Dies ist ein irischer Krimi, der wie ein Western daherkommt, mit einem Brendan Gleeson, der so verdammt irisch nuschelt, dass nicht mal andere Iren ihn verstehen. Und ausgerechnet dieser Polizist muss mit einem schwarzen FBI-Agenten zusammenarbeiten, um Drogenschmugglern das Handwerk zu legen. Das ist so bitterböse schwarzhumorig und so verdammt komisch, dass man gar nicht merkt, wie die Zeit im Flug vergeht. Aber: Nur das englische Original punktet, die Synchro kann das Sprachproblem nicht ins Deutsche übertragen.

Platz 3: Die Haut, in der ich wohne

Pedro Almodovar ist einer der Großen, aber dass ausgerechnet er einen der verstörendsten Filme der letzten Jahrzehnte abliefert, hätte ich nicht erwartet. „Die Haut, in der ich wohne“ dreht irgendwann alles auf den Kopf, was man bis dahin für (annähernd) normales Erzählkino gehalten hat. Am besten weiß man nichts über diesen Film, wenn man ihn sich ansieht. Damit der Mindfuck noch stärker reinhaut!
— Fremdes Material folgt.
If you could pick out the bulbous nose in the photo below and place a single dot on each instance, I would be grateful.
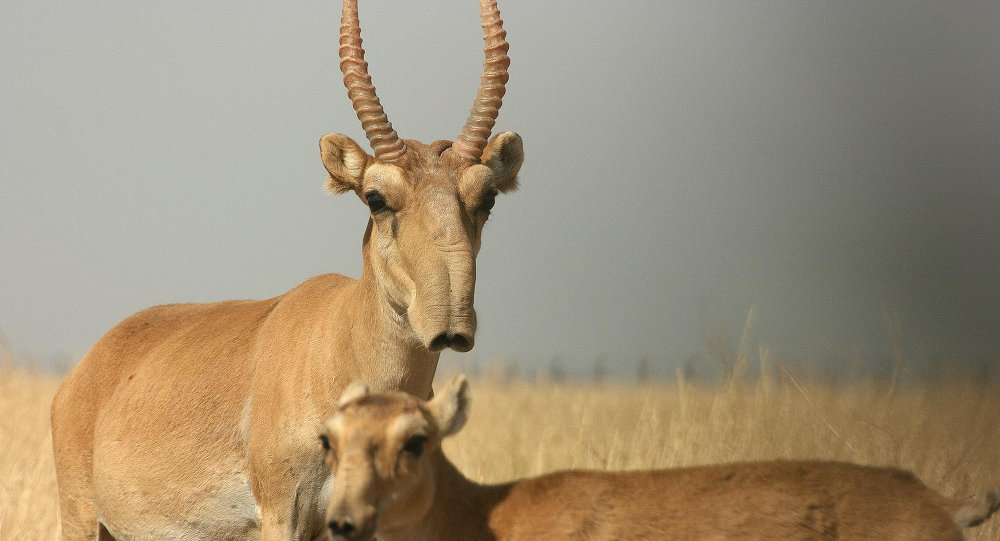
(457, 341)
(342, 528)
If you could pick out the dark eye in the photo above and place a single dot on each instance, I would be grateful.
(489, 199)
(415, 445)
(375, 202)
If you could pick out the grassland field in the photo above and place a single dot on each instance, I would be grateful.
(948, 432)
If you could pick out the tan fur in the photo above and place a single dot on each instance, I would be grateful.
(199, 421)
(392, 494)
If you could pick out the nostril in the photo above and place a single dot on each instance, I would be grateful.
(342, 528)
(460, 342)
(440, 342)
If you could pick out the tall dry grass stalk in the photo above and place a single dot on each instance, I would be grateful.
(28, 501)
(947, 432)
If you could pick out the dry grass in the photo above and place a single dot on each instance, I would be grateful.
(28, 504)
(946, 432)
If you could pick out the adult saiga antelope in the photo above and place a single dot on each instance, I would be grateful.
(394, 483)
(199, 421)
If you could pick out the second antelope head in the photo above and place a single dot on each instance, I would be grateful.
(428, 202)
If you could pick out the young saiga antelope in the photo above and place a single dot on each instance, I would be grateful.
(394, 483)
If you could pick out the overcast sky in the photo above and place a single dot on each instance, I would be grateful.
(823, 162)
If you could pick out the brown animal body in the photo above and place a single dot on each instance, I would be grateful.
(198, 421)
(394, 483)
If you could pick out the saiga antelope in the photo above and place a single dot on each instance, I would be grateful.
(198, 421)
(394, 483)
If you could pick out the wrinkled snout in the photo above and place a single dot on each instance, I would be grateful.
(344, 525)
(458, 341)
(442, 310)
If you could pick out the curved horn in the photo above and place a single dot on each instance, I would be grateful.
(471, 142)
(384, 140)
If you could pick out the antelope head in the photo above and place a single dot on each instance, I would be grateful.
(380, 449)
(428, 202)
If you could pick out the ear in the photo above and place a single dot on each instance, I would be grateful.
(504, 155)
(345, 161)
(354, 391)
(450, 408)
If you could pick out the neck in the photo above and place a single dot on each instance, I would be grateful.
(366, 339)
(460, 508)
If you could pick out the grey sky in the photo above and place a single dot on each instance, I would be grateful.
(821, 161)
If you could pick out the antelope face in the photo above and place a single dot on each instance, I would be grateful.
(380, 449)
(428, 209)
(428, 202)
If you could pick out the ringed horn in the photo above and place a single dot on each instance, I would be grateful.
(385, 142)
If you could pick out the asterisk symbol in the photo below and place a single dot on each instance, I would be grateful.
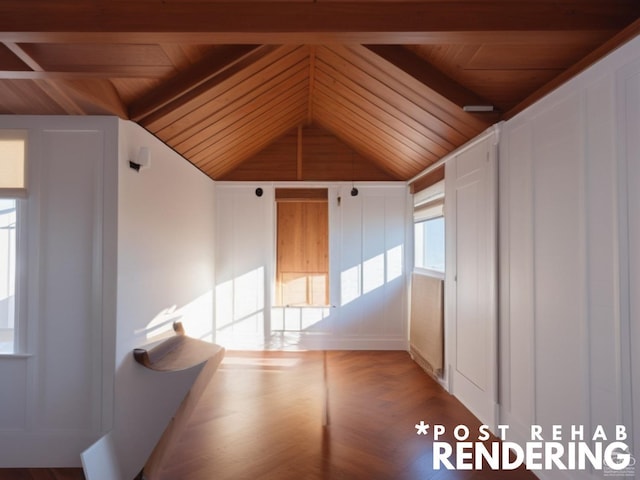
(422, 428)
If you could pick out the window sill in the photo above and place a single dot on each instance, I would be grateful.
(429, 273)
(15, 355)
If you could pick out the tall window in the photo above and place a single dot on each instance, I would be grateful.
(12, 186)
(302, 247)
(428, 217)
(7, 274)
(429, 243)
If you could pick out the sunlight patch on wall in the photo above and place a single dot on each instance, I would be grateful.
(395, 258)
(350, 286)
(373, 273)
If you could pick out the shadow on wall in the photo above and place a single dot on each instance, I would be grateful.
(243, 322)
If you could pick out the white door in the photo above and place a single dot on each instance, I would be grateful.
(471, 278)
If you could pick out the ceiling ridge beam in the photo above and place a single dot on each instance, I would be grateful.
(258, 21)
(221, 62)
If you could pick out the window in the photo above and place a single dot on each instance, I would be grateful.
(12, 163)
(429, 243)
(428, 217)
(7, 274)
(302, 276)
(12, 186)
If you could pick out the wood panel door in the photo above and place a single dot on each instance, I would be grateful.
(302, 251)
(471, 278)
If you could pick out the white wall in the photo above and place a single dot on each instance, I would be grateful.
(368, 263)
(165, 273)
(569, 255)
(471, 298)
(52, 400)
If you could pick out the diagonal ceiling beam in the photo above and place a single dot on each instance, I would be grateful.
(221, 63)
(304, 22)
(51, 89)
(427, 74)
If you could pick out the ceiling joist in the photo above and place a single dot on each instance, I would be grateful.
(307, 22)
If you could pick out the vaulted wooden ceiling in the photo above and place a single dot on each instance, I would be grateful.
(221, 82)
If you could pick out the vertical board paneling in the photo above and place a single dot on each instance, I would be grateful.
(471, 282)
(13, 398)
(367, 276)
(244, 239)
(603, 319)
(559, 263)
(629, 117)
(571, 206)
(66, 276)
(518, 347)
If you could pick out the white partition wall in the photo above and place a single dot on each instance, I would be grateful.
(52, 401)
(471, 305)
(569, 235)
(367, 257)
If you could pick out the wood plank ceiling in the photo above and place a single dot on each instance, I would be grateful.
(222, 83)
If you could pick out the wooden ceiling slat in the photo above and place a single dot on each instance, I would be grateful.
(409, 126)
(416, 106)
(239, 115)
(100, 93)
(218, 110)
(389, 151)
(264, 56)
(245, 150)
(351, 136)
(621, 37)
(426, 74)
(137, 72)
(26, 98)
(319, 22)
(439, 106)
(239, 148)
(190, 83)
(378, 119)
(239, 94)
(383, 130)
(253, 125)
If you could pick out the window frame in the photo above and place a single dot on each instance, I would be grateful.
(19, 195)
(17, 192)
(430, 271)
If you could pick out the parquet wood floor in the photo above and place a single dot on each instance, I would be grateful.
(41, 474)
(262, 415)
(262, 418)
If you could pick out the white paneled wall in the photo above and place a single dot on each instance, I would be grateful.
(52, 403)
(368, 255)
(165, 273)
(569, 213)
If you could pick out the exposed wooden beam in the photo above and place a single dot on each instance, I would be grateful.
(52, 89)
(112, 72)
(306, 22)
(299, 155)
(98, 92)
(312, 80)
(212, 69)
(427, 74)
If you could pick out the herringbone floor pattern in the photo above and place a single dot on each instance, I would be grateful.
(262, 418)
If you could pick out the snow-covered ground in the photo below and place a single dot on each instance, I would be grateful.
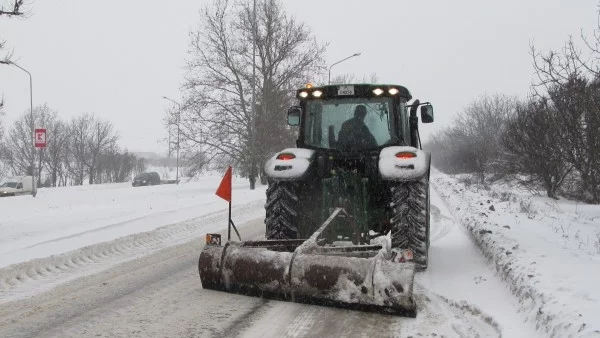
(71, 229)
(539, 269)
(547, 251)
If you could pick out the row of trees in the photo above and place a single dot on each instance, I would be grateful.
(550, 140)
(216, 120)
(83, 149)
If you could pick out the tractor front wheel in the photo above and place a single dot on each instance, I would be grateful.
(410, 219)
(282, 210)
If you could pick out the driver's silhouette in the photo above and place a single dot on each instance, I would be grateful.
(354, 133)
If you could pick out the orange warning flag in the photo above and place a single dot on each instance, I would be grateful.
(224, 190)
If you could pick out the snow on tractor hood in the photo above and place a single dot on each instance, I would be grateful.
(403, 163)
(290, 163)
(8, 190)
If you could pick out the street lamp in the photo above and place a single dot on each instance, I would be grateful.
(178, 119)
(351, 56)
(33, 187)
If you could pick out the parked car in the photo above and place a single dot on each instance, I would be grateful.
(147, 178)
(17, 185)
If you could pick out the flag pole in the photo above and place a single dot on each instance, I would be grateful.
(229, 224)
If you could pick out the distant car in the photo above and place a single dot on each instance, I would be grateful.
(18, 185)
(143, 179)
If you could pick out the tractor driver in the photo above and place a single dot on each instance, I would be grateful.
(354, 133)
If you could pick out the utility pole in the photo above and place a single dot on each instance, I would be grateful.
(32, 126)
(177, 122)
(351, 56)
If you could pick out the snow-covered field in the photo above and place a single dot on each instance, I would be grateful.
(547, 251)
(502, 261)
(64, 233)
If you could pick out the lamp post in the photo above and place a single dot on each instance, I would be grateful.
(342, 60)
(32, 126)
(253, 117)
(178, 119)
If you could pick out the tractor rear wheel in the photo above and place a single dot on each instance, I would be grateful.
(410, 219)
(282, 210)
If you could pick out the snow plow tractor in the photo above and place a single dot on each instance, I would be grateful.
(347, 211)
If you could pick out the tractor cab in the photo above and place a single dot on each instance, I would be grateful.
(356, 117)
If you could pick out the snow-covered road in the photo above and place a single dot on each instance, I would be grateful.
(143, 291)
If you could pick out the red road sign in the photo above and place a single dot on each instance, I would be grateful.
(40, 138)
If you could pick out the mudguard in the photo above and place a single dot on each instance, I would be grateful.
(290, 168)
(403, 169)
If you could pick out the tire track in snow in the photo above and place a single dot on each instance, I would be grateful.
(28, 278)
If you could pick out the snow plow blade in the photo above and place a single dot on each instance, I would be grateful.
(356, 277)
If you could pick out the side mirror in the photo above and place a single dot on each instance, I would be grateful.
(294, 115)
(427, 113)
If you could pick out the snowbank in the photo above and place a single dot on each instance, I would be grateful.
(547, 251)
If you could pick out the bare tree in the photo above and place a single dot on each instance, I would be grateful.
(533, 152)
(570, 83)
(474, 136)
(20, 154)
(101, 139)
(13, 8)
(56, 152)
(218, 115)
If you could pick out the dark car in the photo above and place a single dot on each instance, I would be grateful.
(142, 179)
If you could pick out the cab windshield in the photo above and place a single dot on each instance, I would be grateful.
(9, 185)
(349, 123)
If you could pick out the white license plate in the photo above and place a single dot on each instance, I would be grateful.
(346, 90)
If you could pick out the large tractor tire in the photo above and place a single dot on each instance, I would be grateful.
(410, 219)
(283, 210)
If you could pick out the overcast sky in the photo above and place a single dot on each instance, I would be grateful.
(117, 59)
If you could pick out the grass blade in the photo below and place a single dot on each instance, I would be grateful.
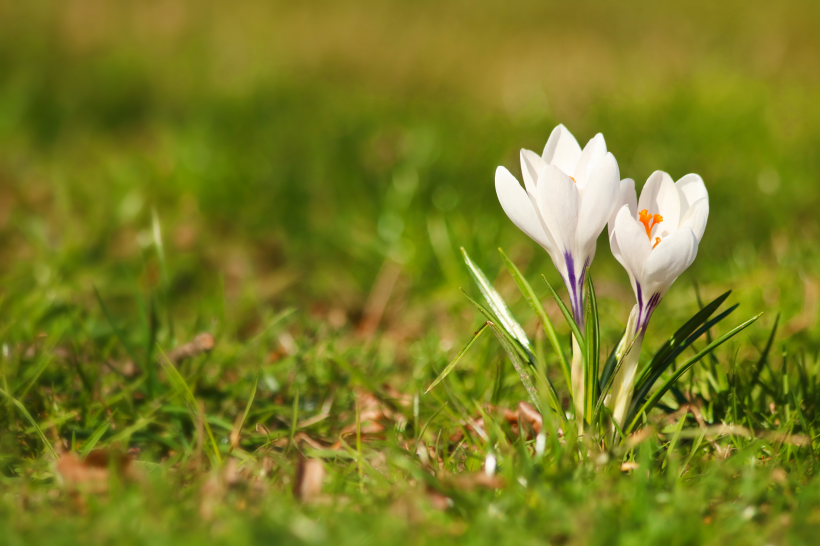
(681, 335)
(525, 355)
(456, 360)
(642, 387)
(31, 420)
(184, 391)
(764, 356)
(128, 348)
(608, 370)
(658, 394)
(538, 308)
(235, 433)
(496, 302)
(517, 362)
(94, 438)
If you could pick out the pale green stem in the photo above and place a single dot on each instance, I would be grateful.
(623, 385)
(577, 376)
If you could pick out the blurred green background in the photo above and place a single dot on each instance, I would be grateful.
(293, 150)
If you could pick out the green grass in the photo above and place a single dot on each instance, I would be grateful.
(297, 182)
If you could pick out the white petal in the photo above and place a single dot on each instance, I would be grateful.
(557, 199)
(668, 260)
(597, 202)
(562, 150)
(518, 206)
(691, 189)
(633, 243)
(660, 196)
(531, 165)
(695, 218)
(594, 151)
(626, 196)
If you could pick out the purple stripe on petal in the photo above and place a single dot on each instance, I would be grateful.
(574, 286)
(640, 307)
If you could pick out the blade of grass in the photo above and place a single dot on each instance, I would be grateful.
(609, 368)
(656, 396)
(517, 363)
(184, 391)
(128, 348)
(764, 356)
(94, 438)
(522, 351)
(496, 303)
(238, 431)
(456, 360)
(31, 420)
(538, 308)
(662, 354)
(643, 387)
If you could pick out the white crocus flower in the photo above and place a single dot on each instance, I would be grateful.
(655, 238)
(568, 196)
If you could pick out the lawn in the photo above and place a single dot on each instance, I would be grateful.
(231, 267)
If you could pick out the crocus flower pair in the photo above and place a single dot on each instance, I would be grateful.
(570, 194)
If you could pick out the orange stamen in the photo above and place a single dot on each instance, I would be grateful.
(649, 221)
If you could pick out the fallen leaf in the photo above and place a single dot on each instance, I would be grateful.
(309, 476)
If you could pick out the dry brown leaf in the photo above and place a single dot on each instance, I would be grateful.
(91, 475)
(309, 476)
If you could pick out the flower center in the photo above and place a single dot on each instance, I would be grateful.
(649, 221)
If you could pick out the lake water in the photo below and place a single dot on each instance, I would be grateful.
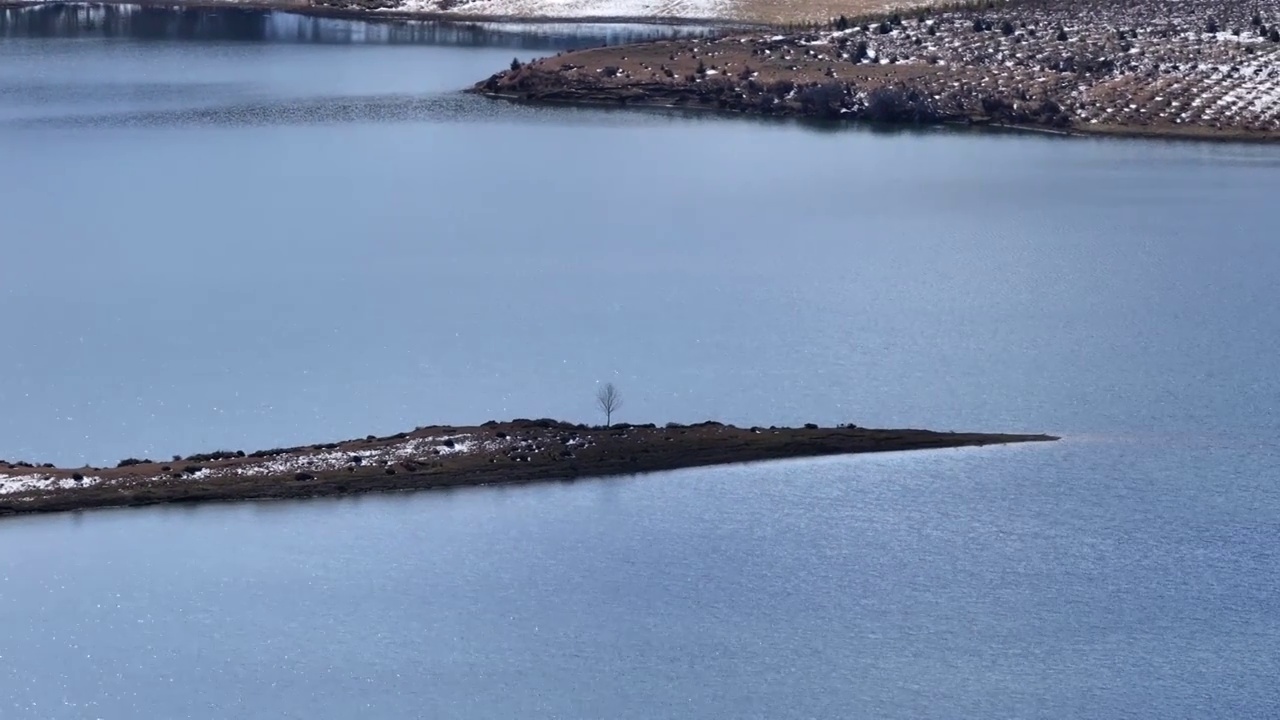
(246, 231)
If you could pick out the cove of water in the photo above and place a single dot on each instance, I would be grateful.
(280, 229)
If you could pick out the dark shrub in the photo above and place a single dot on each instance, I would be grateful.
(214, 456)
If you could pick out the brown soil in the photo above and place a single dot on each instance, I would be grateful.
(1124, 67)
(520, 451)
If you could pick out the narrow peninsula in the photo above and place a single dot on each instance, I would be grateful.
(520, 451)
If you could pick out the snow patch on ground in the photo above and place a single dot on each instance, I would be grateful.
(580, 8)
(10, 484)
(416, 449)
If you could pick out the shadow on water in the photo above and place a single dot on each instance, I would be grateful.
(238, 24)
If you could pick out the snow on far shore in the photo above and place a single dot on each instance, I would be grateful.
(580, 8)
(10, 484)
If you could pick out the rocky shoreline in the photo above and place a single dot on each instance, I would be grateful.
(520, 451)
(1127, 67)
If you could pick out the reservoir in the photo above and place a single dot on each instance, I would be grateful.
(246, 229)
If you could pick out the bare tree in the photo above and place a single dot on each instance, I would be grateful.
(608, 400)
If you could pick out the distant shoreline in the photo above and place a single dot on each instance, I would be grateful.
(1130, 69)
(392, 14)
(520, 451)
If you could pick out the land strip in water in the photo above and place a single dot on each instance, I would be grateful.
(520, 451)
(1180, 68)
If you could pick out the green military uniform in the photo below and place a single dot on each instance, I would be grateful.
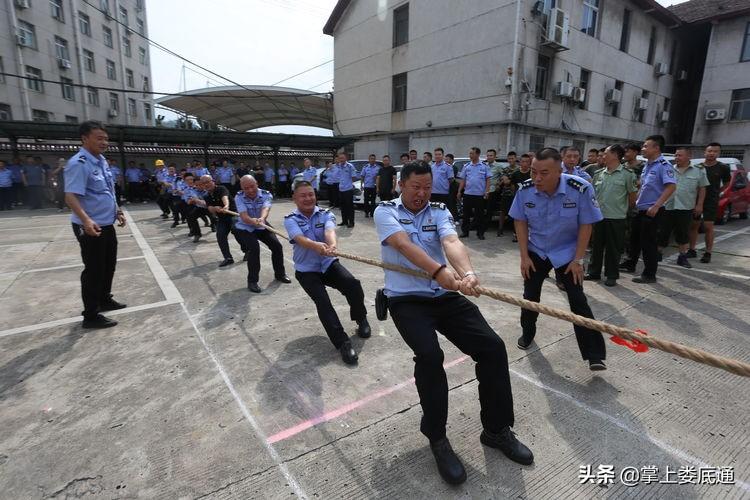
(612, 193)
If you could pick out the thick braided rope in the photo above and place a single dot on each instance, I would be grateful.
(699, 355)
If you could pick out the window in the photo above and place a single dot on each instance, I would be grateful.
(401, 25)
(34, 79)
(5, 112)
(61, 48)
(616, 105)
(590, 15)
(111, 72)
(536, 142)
(124, 16)
(745, 55)
(651, 46)
(399, 92)
(107, 33)
(56, 10)
(92, 96)
(740, 107)
(26, 34)
(67, 89)
(542, 76)
(88, 61)
(584, 84)
(84, 23)
(38, 115)
(625, 33)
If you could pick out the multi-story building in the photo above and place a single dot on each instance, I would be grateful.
(82, 59)
(518, 74)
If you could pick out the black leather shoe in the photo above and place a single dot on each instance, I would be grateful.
(348, 354)
(506, 441)
(98, 321)
(449, 465)
(363, 329)
(111, 305)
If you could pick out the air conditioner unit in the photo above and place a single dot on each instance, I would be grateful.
(613, 96)
(563, 89)
(713, 114)
(558, 29)
(579, 94)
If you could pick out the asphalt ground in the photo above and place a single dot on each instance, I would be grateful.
(205, 390)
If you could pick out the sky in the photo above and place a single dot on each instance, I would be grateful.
(253, 42)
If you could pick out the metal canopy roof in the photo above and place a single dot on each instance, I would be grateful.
(251, 107)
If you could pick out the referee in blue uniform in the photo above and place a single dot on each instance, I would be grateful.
(90, 194)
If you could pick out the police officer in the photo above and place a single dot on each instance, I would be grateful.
(312, 231)
(90, 194)
(553, 214)
(369, 176)
(420, 235)
(253, 205)
(474, 186)
(347, 174)
(657, 185)
(442, 176)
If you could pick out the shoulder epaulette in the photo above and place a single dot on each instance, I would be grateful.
(580, 186)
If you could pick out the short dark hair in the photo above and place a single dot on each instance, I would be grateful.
(550, 154)
(658, 139)
(89, 126)
(415, 168)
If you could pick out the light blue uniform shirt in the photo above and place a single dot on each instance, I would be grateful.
(369, 174)
(347, 175)
(425, 229)
(475, 175)
(442, 173)
(554, 220)
(314, 228)
(654, 178)
(6, 177)
(89, 178)
(253, 207)
(310, 175)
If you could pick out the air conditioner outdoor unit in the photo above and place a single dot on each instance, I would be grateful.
(713, 114)
(579, 94)
(613, 96)
(563, 89)
(558, 29)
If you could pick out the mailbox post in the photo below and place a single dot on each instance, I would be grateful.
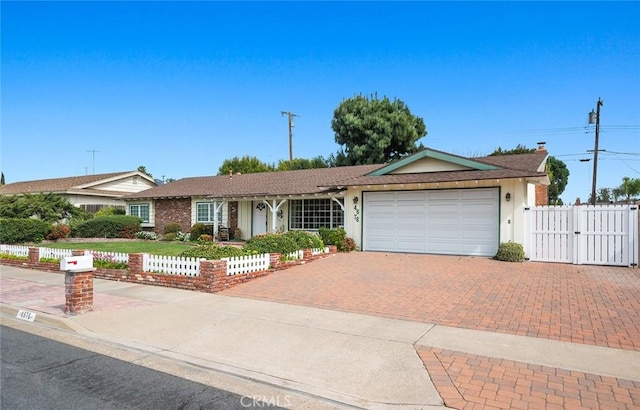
(78, 282)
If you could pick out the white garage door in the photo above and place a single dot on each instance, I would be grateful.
(451, 221)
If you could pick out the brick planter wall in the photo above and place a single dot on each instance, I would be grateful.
(213, 273)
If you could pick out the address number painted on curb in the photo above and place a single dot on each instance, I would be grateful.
(26, 315)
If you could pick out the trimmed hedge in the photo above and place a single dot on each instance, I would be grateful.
(117, 226)
(21, 230)
(510, 252)
(337, 237)
(200, 229)
(305, 240)
(271, 242)
(213, 251)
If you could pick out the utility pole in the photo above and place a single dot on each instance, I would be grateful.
(595, 149)
(93, 152)
(290, 116)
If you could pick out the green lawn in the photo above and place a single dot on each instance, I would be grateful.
(151, 247)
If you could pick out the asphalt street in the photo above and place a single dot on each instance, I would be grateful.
(39, 373)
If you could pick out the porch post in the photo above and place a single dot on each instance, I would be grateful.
(274, 207)
(216, 209)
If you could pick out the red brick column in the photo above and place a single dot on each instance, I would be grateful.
(306, 254)
(274, 260)
(214, 275)
(135, 263)
(78, 290)
(34, 255)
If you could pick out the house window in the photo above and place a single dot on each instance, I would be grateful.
(205, 212)
(140, 210)
(312, 214)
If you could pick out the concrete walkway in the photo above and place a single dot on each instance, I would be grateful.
(348, 358)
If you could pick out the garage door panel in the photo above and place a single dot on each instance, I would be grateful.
(454, 221)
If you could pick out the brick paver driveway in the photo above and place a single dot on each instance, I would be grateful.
(593, 305)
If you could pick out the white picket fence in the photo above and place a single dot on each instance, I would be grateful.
(598, 235)
(319, 251)
(53, 253)
(15, 250)
(172, 265)
(109, 256)
(245, 264)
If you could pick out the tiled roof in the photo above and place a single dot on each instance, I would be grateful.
(55, 185)
(315, 181)
(304, 181)
(526, 162)
(513, 166)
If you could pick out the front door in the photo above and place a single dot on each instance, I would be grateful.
(259, 218)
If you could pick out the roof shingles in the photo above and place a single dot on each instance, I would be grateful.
(324, 180)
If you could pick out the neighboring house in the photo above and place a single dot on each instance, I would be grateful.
(88, 192)
(430, 202)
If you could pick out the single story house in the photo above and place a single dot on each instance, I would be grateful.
(429, 202)
(88, 192)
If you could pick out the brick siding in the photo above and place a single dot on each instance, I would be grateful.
(173, 210)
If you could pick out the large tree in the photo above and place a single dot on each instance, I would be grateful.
(373, 130)
(302, 163)
(556, 169)
(244, 165)
(628, 190)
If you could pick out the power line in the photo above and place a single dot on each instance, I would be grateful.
(290, 116)
(93, 152)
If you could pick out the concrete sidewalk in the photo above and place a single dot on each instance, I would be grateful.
(353, 359)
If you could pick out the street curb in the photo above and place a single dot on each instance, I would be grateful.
(42, 318)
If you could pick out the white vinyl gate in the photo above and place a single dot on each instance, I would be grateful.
(597, 235)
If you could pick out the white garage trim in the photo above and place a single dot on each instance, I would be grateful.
(446, 221)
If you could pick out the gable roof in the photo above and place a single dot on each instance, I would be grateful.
(279, 183)
(530, 166)
(434, 154)
(84, 184)
(330, 180)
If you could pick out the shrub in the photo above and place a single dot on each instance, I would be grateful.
(172, 227)
(199, 229)
(332, 236)
(152, 236)
(337, 237)
(348, 245)
(271, 242)
(171, 236)
(181, 236)
(510, 252)
(109, 211)
(117, 226)
(22, 230)
(59, 231)
(13, 257)
(213, 251)
(305, 240)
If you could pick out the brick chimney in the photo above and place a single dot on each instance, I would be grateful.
(541, 147)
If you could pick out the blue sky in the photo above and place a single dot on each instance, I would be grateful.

Platz 2: X-Men – Erste Entscheidung

Ich hatte lange Zeit Bedenken, ob der Film was taugen würde. Aber: Ich liebe ihn, so sehr wie ich zuvor „X2“ geliebt habe. Ein ausgesprochen komplex gestalteter Superheldenfilm mit James-Bond-Flair, schöner erzählerischer Struktur und einem großartigen Ensemble, allen voran Michael Fassbender, den ich als Schauspieler zuvor für recht farblos hielt.

Platz 1: Melancholia

Anrührend schön, schwermütig wie eine Oper, von Bildern getragen, die sich ins Kleinhirn einbrennen. Der Lars-von-Trier-Film für alle, die Lars-von-Trier-Filme nicht mögen. Ein Film, der das Ende der Welt zelebriert und es als etwas wunderbar Anmutiges gestaltet. Das ist großes Kino.

Aufreger des Jahres

Eigentlich ist es kein Aufreger, aber die hiesige Amateurfilmszene (okay, seien wir nett: die Szene der semiprofessionellen Filmer) ist immer wieder zum Schreien komisch. Darum find ich sie wohl auch einigermaßen faszinierend. Seien es ein Pseudo-Sequel zu „Showgirls“, ein deutscher „Robin Hood“ in 3-D, dem während des Drehs einige Schauspieler abgesprungen sind, weswegen man die Figuren „transformierte“, oder ein Mafia-Film, der seit Jahr und Tag mit Starbesetzung angekündigt wird, aber abseits des vorhandenen Drehbuchs wohl nur ein Luftschloss bleiben wird. Das Tollste an den Filmemachern ist aber, dass sie immer hurtig zur Stelle sind, um im Internet gegen all die bösen Menschen und Naysayer ins Feld zu ziehen, die ihnen Talent absprechen. Das ist in der Regel unterhaltsamer als die Filme selbst.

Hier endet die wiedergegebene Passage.